Pilgern ist eine der fünf Säulen des Islam


Im Islam ist das Pilgern eine der fünf Säulen. „Wenn erfüllbar, ist jeder Muslim zum Haddsch nach Mekka wenigstens einmal im Leben verpflichtet“, erklärte der DITIB-Nord-Vorsitzende den rund 40 Teilnehmern. Möglich ist der Haddsch nur, wenn der Gläubige „frei, volljährig und gesund ist“, soŞSimsek „zudem braucht er die finanziellen Möglichkeiten, denn die Pilgerfahrt kostet etwa 5000 Euro.“ Der rituelle Ablauf ist genau festgelegt.
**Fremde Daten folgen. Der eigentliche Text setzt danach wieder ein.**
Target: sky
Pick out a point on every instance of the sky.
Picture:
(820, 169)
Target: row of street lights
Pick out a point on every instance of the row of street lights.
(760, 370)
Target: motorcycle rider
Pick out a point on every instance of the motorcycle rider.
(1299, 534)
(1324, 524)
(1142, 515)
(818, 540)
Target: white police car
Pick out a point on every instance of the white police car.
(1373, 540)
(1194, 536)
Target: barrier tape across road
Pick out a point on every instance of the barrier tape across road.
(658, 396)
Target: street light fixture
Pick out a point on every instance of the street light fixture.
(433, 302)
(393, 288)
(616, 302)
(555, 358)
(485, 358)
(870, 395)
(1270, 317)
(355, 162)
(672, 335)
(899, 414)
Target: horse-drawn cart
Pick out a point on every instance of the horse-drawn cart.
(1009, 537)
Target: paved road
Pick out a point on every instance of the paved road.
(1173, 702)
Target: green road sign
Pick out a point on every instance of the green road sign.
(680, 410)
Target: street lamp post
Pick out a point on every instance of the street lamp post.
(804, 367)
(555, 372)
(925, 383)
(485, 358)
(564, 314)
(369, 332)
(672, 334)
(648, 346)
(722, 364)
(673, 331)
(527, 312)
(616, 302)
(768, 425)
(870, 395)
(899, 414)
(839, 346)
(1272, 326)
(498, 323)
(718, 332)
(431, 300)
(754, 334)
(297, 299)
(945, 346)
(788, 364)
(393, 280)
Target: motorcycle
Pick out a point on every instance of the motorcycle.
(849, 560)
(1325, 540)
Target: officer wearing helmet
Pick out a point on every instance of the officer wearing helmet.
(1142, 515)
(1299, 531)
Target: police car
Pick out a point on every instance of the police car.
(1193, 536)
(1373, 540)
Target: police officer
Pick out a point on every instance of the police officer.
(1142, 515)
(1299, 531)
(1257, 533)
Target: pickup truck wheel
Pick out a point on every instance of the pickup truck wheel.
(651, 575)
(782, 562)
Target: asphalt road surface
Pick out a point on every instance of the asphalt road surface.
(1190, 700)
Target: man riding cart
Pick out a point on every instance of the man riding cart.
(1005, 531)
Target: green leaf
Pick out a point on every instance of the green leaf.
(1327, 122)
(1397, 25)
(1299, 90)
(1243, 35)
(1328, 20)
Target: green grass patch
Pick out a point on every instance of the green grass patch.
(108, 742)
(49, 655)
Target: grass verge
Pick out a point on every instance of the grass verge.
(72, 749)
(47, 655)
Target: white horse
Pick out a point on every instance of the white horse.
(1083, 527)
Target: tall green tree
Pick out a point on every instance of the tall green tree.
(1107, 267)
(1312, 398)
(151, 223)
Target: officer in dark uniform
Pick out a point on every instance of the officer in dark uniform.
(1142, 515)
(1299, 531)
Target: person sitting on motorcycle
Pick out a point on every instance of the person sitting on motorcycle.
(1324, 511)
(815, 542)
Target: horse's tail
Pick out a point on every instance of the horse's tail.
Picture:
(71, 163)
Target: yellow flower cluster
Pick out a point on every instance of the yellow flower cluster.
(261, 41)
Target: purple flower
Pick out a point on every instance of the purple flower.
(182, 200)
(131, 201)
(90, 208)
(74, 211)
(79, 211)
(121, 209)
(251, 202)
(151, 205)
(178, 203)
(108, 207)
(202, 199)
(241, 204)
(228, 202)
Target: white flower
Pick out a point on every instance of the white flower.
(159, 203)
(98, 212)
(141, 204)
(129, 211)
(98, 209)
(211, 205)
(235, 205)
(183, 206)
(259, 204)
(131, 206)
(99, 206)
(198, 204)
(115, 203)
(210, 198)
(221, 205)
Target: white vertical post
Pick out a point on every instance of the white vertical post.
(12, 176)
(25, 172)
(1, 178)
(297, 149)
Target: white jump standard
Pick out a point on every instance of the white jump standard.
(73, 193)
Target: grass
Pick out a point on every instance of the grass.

Am achten Tag des Monats „Dhu l-Hiddscha“ des muslimischen Kalenders machen sich die Frauen und Männer auf nach Mekka, wo sie einen Weihezustand einnehmen und sich in weiße Tücher hüllen. „In der Ebene Arafãt, 20 Kilometer südlich von Mekka, kommt es zum zentralen Haddsch-Ritual, dem Gebet und Verweilen bis zum Sonnenuntergang, dem symbolischen Stehen vor Gott“, erläutert der Muslim. Wer das mehrtägige Ritual durchlebt hat, soll von allen früheren Sünden befreit sein. Der Protestant Horst Bartels ist die letzten 550 Kilometer vom Jakobsweg gepilgert, bis Santiago de Compostela. „Die ersten Tage kämpft man mit sich selbst und seinen Füßen, es ist heiß“, berichtete Bartels von den Strapazen, „doch nach drei bis vier Tagen ist die Kraft und Ausdauer da.“ Sein Fazit aus diesem Erlebnis ist: „Das hat mir gut getan, meine eigene Seele war auf Kur durch diese Erfahrung von Stille, Entschleunigung und der Möglichkeit, die Schöpfung zu spüren.“ Als Maren Petersen, ebenfalls Gemeindemitglied der Klosterkirche, sich für das Pilgern entschied, drehte sich ihr Leben im Kreis. Auf dem dänischen Heerweg wanderte sie von Padborg bis Viborg. „Als Pilgerin war ich auf der Suche nach Gott, nach Antworten, nach mir selbst“, beschreibt Petersen ihr Erlebnis, „ich konnte zwar meine Füße lenken, aber nicht meine Gedanken.“ Siekonnte Kraft schöpfen und zu sich kommen.

Bei einem leckeren Essen, das Buffet war von Gemeindemitgliedern der Grünen Moschee gestiftet worden, hatten die Gäste anschließend Gelegenheit zu Gesprächen und zu einem Erfahrungsaustausch. Prediger Torsten Küster vom Martin-Luther-Haus sprach den aaronitischen Segen, Imam Hakan Dertlio lu den islamischen auf Arabisch.